Funkcjonariusze najpierw wzięli pod lupę starszego z nich, który wcześniej wielokrotnie był notowany za konflikty z prawem. Po raz kolejny policyjny nos nie zawiódł.
- Kiedy bliżej zaczęli mu się przyglądać ustalili, że prawdopodobnie posiada on sporą ilość narkotyków. Po dalszej analizie zebranych materiałów policjanci postanowili złożyć wizytę mieszkańcowi Zelowa i przeszukać jego mieszkanie. 26 kwietnia 2020 roku kryminalni pojechali pod wytypowany adres, ale nikt nie otwierał drzwi. Stróże prawa postanowili poczekać na 34-latka. Po pewnym czasie podejrzewany pojawił się w obrębie swojego mieszkania. Towarzyszył mu młody mężczyzna.
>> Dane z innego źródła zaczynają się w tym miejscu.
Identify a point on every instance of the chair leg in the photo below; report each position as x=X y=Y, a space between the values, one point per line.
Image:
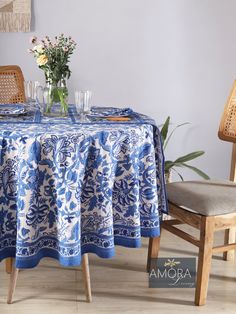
x=153 y=250
x=86 y=274
x=8 y=263
x=229 y=238
x=204 y=259
x=12 y=284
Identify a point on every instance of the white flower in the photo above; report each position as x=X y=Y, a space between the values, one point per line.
x=38 y=49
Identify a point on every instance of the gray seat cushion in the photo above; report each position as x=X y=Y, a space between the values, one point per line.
x=207 y=198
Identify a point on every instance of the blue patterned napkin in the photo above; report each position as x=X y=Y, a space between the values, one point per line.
x=12 y=109
x=110 y=111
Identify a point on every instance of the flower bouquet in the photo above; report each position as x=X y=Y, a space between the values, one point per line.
x=53 y=58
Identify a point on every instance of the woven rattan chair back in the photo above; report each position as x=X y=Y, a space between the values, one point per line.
x=11 y=85
x=227 y=129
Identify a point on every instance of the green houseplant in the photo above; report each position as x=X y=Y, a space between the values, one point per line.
x=181 y=162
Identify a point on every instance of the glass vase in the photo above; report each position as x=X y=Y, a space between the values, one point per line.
x=56 y=98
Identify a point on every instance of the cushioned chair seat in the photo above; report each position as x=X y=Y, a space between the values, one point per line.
x=207 y=198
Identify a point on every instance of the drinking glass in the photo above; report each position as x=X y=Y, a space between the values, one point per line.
x=31 y=91
x=83 y=102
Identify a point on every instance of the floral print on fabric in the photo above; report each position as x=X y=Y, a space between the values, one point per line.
x=71 y=188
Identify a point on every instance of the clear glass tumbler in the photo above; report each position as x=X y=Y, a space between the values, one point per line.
x=83 y=102
x=31 y=91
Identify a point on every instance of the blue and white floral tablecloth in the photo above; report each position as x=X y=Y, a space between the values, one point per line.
x=69 y=188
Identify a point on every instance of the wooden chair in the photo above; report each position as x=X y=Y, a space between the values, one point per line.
x=11 y=85
x=208 y=206
x=86 y=275
x=12 y=91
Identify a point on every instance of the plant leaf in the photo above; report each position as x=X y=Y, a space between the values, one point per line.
x=190 y=156
x=198 y=171
x=181 y=177
x=168 y=165
x=164 y=129
x=169 y=137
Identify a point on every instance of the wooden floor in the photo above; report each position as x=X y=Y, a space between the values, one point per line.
x=119 y=285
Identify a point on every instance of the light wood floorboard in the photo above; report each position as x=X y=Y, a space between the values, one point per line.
x=119 y=285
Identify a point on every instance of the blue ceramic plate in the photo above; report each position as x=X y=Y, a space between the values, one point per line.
x=12 y=109
x=110 y=112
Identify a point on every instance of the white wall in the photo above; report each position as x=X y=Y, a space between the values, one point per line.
x=161 y=57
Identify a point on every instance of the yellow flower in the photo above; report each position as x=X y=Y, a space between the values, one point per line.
x=42 y=60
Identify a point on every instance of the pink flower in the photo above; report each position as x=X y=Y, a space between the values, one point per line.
x=33 y=40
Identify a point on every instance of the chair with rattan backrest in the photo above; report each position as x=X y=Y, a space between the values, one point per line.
x=208 y=206
x=11 y=85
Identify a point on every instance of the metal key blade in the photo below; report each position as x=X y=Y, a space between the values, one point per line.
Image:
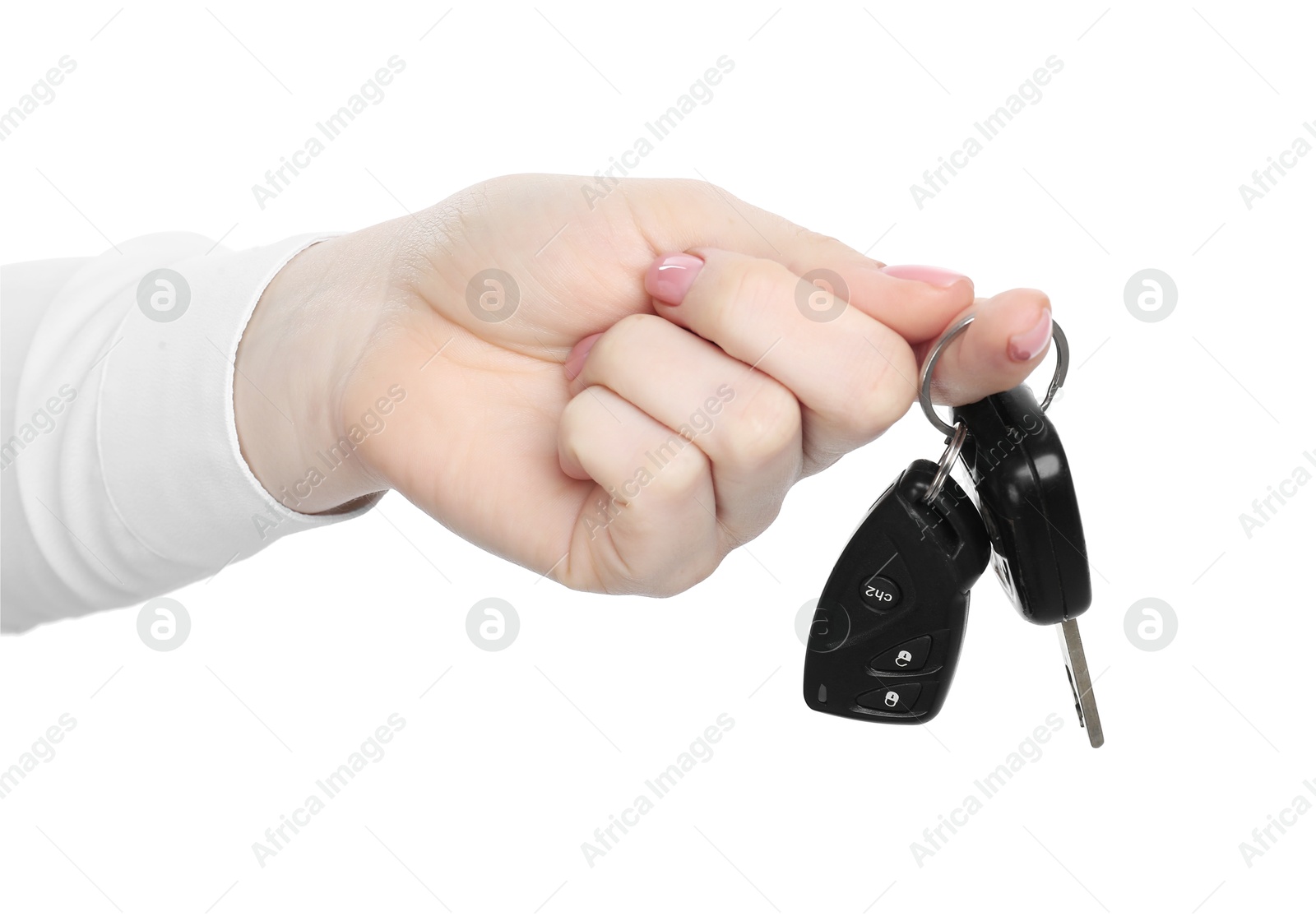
x=1081 y=681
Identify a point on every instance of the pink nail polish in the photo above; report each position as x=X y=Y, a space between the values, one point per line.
x=943 y=278
x=576 y=359
x=670 y=276
x=1024 y=346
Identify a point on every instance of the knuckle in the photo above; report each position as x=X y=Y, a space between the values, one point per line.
x=612 y=348
x=763 y=427
x=748 y=291
x=683 y=474
x=881 y=398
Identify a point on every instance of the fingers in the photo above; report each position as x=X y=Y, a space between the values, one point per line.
x=916 y=302
x=748 y=424
x=1007 y=340
x=852 y=375
x=648 y=526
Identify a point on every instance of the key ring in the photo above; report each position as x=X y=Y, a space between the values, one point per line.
x=957 y=433
x=948 y=460
x=925 y=390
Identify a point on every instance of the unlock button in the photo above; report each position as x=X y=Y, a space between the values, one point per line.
x=910 y=655
x=897 y=697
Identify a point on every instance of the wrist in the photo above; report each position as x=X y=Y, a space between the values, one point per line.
x=308 y=332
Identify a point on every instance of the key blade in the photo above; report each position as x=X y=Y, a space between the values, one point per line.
x=1081 y=681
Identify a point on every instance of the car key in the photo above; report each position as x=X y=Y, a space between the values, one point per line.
x=1026 y=495
x=892 y=618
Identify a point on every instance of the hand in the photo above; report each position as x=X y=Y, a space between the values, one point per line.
x=635 y=405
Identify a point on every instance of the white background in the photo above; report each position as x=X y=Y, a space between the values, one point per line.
x=1132 y=160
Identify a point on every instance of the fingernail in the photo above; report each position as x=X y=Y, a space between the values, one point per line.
x=576 y=359
x=1024 y=346
x=943 y=278
x=670 y=276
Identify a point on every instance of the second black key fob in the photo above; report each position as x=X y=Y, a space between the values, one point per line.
x=888 y=625
x=1026 y=495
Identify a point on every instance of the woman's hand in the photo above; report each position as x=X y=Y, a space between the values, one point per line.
x=614 y=392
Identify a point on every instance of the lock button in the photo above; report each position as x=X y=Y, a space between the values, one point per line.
x=910 y=655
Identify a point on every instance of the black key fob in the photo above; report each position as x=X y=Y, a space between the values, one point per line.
x=1026 y=495
x=888 y=625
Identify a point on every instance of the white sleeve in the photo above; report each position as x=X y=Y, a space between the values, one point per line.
x=122 y=471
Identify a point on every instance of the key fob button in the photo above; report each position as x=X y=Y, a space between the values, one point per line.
x=898 y=697
x=908 y=655
x=879 y=594
x=829 y=629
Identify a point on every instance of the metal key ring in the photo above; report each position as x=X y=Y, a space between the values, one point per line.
x=925 y=390
x=948 y=460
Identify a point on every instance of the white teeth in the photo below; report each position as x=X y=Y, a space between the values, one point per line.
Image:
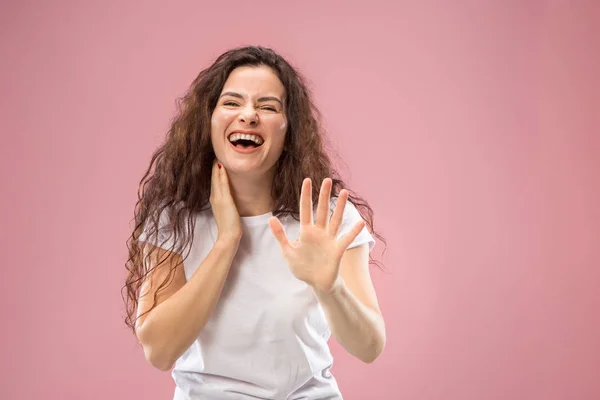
x=239 y=136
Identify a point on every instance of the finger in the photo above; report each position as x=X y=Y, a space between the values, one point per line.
x=279 y=233
x=349 y=237
x=338 y=213
x=323 y=205
x=214 y=180
x=225 y=189
x=306 y=203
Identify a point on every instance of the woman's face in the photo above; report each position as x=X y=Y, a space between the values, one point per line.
x=248 y=124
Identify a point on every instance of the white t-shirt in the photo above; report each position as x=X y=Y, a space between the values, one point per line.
x=267 y=337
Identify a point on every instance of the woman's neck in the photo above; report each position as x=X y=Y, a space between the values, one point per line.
x=252 y=195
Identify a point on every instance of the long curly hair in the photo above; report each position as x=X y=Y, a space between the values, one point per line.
x=177 y=181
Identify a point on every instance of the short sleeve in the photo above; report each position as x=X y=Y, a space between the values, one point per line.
x=351 y=218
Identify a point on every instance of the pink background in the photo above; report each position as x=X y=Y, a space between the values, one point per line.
x=472 y=129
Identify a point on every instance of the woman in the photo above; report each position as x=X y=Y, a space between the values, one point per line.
x=216 y=287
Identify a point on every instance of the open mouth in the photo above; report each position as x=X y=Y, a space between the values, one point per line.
x=245 y=141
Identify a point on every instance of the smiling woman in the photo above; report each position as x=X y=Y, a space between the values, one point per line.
x=215 y=287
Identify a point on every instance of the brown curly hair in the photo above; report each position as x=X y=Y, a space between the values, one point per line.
x=177 y=181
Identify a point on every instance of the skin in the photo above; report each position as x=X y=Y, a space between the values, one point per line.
x=253 y=99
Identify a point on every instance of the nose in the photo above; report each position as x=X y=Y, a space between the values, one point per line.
x=249 y=116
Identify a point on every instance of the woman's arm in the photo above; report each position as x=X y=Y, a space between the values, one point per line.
x=351 y=307
x=183 y=308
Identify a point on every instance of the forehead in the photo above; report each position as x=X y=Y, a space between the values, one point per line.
x=254 y=81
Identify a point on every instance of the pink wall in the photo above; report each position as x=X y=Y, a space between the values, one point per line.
x=473 y=130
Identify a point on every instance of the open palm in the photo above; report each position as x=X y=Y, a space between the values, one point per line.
x=315 y=257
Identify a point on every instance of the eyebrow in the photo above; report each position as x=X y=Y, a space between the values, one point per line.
x=261 y=99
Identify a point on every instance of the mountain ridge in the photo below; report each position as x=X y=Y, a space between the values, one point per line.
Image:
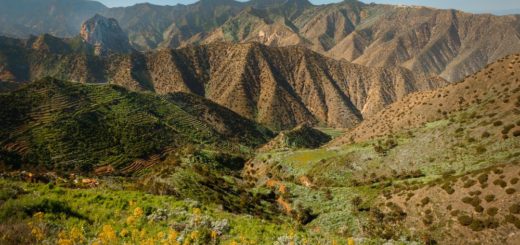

Poinformowani o celu policyjnej wizyty, obaj mieszkańcy Zelowa zaczęli się nerwowo zachowywać, co tylko utwierdziło kryminalnych w przekonaniu, że ich podejrzenia są trafne - informuje bełchatowska policja.
Po nitce do kłębka
Wszelkie podejrzenia ostatecznie rozwiała rewizja jednego z mężczyzn.
- W kieszeniach kurtki 25-latka policjanci znaleźli ponad 2 gramy marihuany i gram amfetaminy. Natomiast 34-latek twierdził, że z narkotykami nie ma nic wspólnego. Policjanci wkrótce udowodnili mu, że nie mówi prawdy. Przeszukując jego mieszkanie, znaleźli marihuanę i amfetaminę. Łącznie do policyjnego depozytu trafiło ponad 50 gramów narkotyków - dodają policjanci z KPP w Bełchatowie.
Obaj mężczyźni usłyszeli już zarzuty. Grozi im kara do 3 lat pozbawienia wolności.